Susan encourages college students today to consider journalism and communication as a career. “We need good writers who can check their bias at the door,” she said.

“TCC gave me the start that led to a fulfilling career and that’s something I’ve always been grateful for,” she added.

Susan and Scott reside on the Peninsula and have two college-aged daughters, Charlotte and Julia.

From TCC to Regent Law School

Tanya Mills remembers how her mom struggled when she emigrated to the United States from Cuba.

“The process was brutal and time-consuming,” Tanya said. “But we were committed to making a fresh start in America.”

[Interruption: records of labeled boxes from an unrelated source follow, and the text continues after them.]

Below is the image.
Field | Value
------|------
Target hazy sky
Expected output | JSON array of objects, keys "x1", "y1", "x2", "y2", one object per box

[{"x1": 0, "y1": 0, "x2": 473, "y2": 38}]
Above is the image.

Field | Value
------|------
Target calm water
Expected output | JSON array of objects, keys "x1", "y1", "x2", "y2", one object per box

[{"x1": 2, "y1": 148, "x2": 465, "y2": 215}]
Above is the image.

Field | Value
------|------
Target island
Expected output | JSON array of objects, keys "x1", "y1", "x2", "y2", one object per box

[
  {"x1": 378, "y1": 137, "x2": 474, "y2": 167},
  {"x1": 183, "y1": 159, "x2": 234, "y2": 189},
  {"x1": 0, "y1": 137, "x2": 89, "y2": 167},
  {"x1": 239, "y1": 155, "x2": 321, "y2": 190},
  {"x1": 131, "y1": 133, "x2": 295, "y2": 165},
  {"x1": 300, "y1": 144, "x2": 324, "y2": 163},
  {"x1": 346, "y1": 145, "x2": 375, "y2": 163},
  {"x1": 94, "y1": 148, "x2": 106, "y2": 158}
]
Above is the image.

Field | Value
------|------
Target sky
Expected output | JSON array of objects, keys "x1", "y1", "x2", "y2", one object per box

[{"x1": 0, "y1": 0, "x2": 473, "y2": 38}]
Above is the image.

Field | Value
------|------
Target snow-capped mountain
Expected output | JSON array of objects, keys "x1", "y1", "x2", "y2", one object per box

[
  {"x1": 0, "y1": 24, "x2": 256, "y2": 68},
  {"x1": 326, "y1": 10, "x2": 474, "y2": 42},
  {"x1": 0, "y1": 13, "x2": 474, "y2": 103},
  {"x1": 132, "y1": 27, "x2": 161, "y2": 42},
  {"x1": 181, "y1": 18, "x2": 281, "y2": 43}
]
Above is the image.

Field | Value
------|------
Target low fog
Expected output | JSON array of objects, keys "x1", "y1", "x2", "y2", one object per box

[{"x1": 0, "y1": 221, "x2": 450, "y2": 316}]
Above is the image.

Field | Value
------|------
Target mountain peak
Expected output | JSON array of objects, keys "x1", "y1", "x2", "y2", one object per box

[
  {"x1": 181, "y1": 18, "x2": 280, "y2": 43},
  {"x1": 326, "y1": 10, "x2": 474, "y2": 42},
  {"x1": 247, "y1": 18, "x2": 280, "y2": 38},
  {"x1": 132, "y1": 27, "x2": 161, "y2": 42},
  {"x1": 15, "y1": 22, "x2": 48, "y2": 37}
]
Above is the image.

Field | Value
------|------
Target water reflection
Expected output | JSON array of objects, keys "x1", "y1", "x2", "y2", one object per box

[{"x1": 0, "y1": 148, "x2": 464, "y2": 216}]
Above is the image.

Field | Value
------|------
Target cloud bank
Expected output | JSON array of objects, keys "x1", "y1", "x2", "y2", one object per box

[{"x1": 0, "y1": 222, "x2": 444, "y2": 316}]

Mills was 10 years old then. Now at 44, she is a Tidewater Community College alum who recently earned a master’s in law from Regent University School of Law.

Tanya Mills in the mock courtroom at Regent Univesity Law School.

Tanya hopes to work in immigration law, helping to pave the way for other families coming to America.

“I never thought I’d earn an associate degree. I didn’t think education was for me. But then I saw I needed higher education to do what I’m called to do,” she said.

A single mother of two sons, Tanya studied business administration at TCC and took all of her classes on campus. She says that her professors were knowledgeable and hands-on. And they instilled in her a passion for learning which she has passed on to her sons.

Now grown, they’ve both taken classes at TCC. Her oldest son, Paris Blount, 22, recently earned a cyber security degree from Old Dominion University. Her youngest, Cairon Sanders, 18, started at TCC this summer and is working toward an Associate of Science in General Studies.

“When my sons wanted to quit college, I reminded them that once you have your education, it can’t be taken from you,” Tanya said.

The first-generation college student is grateful for her start at TCC because she had the freedom to learn but was also held accountable for her studies by the faculty and academic advisors. “I didn’t do well in high school and found community college to be a buffer for university,” Tanya said. “TCC has courses that can help you figure out your future and the environment is super supportive.”

Tanya in front of a replica of the US Declaration of Independence in the lobby of Regent Law School.

Tanya continued and earned a bachelor’s in criminal justice from Regent University. In 2022, she added a master’s in law to her accomplishments. She plans to use her law degree to argue cases in the U.S. Immigration Court and offer mediation and provide legal advocacy for families and individuals battling the U.S. immigration system.

“I was once told I wouldn’t amount to anything. But I pushed through all of that and I’m really proud of where I am today.”